Martin found this zest for life appalling. He had tried to get to the bottom of Deke’s mania for experience but the only clue he’d given him were vague comments about a sickly adolescence. Martin guessed he was trying to make up for lost time. If so, he needn’t have bothered. Martin’s own teenage years were a cramped misery of frustration and he’d been healthy as a horse. Whatever the cause, Deke’s hunger was insatiable. Martin believed (following the adage) there was little he wouldn’t try besides Morris dancing and incest. And only, Martin thought, because he didn’t have a sister.
Martin slumped on the free end of the couch.
Deke stirred.
‘Rosanna’s?’
Martin, used to Deke’s obscure mutterings, thought he understood. It wasn’t personal but for Deke, conversations were inferior addenda to an ongoing inner monologue. He was probably on some kind of spectrum with a difficult Latin name.
‘Rosanna was a friend of Deke’s. An attractive female friend. Despite strenuous efforts, Martin himself had never made a close female friend. He wondered about those men who did. He suspected they were really only after enemy intelligence.
He certainly had been when aged 15 he’d let ‘Fatty Boomba’ Sarah Phillips borrow his protractor set. When she’d returned it, he’d used the opportunity to ask her where he stood in the attractiveness hierarchy of Year Ten boys. In a life full of mistakes this had been one of his first.
The consensus of the Year Ten girls of Clendon High was alarmingly particular. They thought Martin ‘looked good far away’ but was ‘disappointing up close.’
‘Disappointing up close.’
Devastating words.
Ever since, ‘disappointing up close’ had become variously a personal motto, a mantra he had taken to intoning in times of ill fortune, a catchall justification for his personal failures and the epitaph he planned for his headstone.
The ‘far away’ part was worse in a way. It held out the promise of actually looking good. If only he could manage to keep himself forever in the background.
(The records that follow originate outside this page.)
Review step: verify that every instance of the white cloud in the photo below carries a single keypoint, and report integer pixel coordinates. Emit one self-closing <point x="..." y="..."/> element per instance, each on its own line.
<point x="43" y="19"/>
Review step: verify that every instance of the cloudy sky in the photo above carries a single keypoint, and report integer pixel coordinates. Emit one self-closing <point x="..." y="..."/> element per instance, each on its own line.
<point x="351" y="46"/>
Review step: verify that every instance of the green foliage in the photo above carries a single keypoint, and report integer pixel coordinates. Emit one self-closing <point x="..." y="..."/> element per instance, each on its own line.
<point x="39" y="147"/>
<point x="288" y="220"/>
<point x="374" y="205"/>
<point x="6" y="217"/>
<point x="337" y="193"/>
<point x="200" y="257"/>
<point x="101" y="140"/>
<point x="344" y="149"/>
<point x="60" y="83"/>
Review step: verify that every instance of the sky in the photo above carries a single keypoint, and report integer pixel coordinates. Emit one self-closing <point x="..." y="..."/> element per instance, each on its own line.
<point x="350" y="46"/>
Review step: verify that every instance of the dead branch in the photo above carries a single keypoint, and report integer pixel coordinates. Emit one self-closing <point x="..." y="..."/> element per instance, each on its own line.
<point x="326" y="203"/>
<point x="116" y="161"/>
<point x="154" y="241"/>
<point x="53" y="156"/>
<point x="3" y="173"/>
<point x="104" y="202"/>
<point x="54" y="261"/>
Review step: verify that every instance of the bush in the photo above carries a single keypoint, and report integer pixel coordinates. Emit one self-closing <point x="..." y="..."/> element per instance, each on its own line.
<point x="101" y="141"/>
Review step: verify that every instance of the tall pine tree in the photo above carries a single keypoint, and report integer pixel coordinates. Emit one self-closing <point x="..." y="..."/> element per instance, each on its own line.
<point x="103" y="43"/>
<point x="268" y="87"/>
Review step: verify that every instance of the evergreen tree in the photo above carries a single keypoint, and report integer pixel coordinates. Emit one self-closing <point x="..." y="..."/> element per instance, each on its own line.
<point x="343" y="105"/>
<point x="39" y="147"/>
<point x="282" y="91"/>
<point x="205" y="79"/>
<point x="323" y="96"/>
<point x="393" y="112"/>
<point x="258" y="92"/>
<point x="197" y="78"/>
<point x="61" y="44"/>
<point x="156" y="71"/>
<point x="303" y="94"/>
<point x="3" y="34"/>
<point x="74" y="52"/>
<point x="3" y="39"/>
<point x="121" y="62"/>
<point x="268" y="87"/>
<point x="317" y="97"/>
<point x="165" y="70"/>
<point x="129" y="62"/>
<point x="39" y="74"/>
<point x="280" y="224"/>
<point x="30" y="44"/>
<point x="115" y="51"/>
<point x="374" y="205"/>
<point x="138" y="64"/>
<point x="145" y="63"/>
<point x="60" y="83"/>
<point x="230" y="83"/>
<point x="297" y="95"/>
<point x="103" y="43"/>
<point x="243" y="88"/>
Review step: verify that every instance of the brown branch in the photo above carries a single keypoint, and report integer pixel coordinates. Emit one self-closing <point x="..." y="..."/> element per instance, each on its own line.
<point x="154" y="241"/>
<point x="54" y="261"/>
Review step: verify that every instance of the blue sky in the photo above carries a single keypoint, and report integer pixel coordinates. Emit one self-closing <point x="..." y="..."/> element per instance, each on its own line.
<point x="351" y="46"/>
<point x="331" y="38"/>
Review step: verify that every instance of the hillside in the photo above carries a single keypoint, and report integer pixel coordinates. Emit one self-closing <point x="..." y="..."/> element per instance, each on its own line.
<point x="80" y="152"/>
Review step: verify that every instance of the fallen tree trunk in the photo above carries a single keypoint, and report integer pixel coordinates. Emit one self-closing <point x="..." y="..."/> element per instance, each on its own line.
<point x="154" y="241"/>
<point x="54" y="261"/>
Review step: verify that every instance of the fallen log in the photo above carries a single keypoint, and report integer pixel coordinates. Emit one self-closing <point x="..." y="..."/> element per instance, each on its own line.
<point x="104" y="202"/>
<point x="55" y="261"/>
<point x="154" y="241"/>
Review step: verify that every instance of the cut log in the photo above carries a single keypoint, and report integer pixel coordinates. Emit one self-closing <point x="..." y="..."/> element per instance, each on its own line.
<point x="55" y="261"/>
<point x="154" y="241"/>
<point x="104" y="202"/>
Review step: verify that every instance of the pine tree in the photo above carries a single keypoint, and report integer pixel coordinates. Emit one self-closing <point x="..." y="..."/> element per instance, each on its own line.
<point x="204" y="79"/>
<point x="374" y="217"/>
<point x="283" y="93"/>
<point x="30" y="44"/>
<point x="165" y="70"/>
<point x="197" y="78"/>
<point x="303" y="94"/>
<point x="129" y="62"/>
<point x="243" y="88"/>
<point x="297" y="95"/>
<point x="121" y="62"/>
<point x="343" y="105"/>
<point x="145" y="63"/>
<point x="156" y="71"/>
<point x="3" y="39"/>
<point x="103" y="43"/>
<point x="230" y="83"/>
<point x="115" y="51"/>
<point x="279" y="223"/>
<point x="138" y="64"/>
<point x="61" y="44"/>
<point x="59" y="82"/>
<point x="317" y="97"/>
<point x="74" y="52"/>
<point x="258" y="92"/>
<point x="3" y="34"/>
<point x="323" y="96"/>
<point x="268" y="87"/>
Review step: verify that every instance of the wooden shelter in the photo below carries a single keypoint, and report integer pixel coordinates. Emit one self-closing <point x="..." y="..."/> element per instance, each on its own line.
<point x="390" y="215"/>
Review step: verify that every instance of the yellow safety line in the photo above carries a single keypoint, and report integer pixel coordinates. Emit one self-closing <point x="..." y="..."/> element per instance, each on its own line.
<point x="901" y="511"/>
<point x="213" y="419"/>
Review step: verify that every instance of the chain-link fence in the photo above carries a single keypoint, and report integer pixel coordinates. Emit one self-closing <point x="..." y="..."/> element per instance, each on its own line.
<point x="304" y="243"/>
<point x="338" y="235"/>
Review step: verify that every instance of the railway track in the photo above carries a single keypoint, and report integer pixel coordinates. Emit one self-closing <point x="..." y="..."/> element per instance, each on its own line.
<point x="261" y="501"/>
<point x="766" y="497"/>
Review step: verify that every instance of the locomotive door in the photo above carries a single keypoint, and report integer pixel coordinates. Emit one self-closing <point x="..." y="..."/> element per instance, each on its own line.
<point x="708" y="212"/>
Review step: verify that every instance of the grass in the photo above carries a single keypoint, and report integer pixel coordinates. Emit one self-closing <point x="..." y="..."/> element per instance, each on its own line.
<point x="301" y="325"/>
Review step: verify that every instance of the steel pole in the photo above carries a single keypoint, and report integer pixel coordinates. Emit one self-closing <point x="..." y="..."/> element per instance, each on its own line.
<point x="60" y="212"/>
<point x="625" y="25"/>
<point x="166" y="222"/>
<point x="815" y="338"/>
He spent the rest of his high school years and much of university devising ways of doing just that; keeping himself at what he hoped was an attractive distance. Conversations with girls were conducted metres away from them, necessitating a raised voice and expansive gestures that gained him a misleading reputation for extroversion. At university, banished to the backgrounds of campus life by his own insecurity, he would wave frantically at girls from across crowded lecture halls, streets and playing fields, only to flee unmanfully should they approach too close. At parties he would lurk at the periphery, striking poses of macho unconcern both willing and dreading female interest. Photos of student events at the time show him just out of focus, like blurred evidence of Big Foot or the Loch Ness Monster, forever lurking at the corner of the frame.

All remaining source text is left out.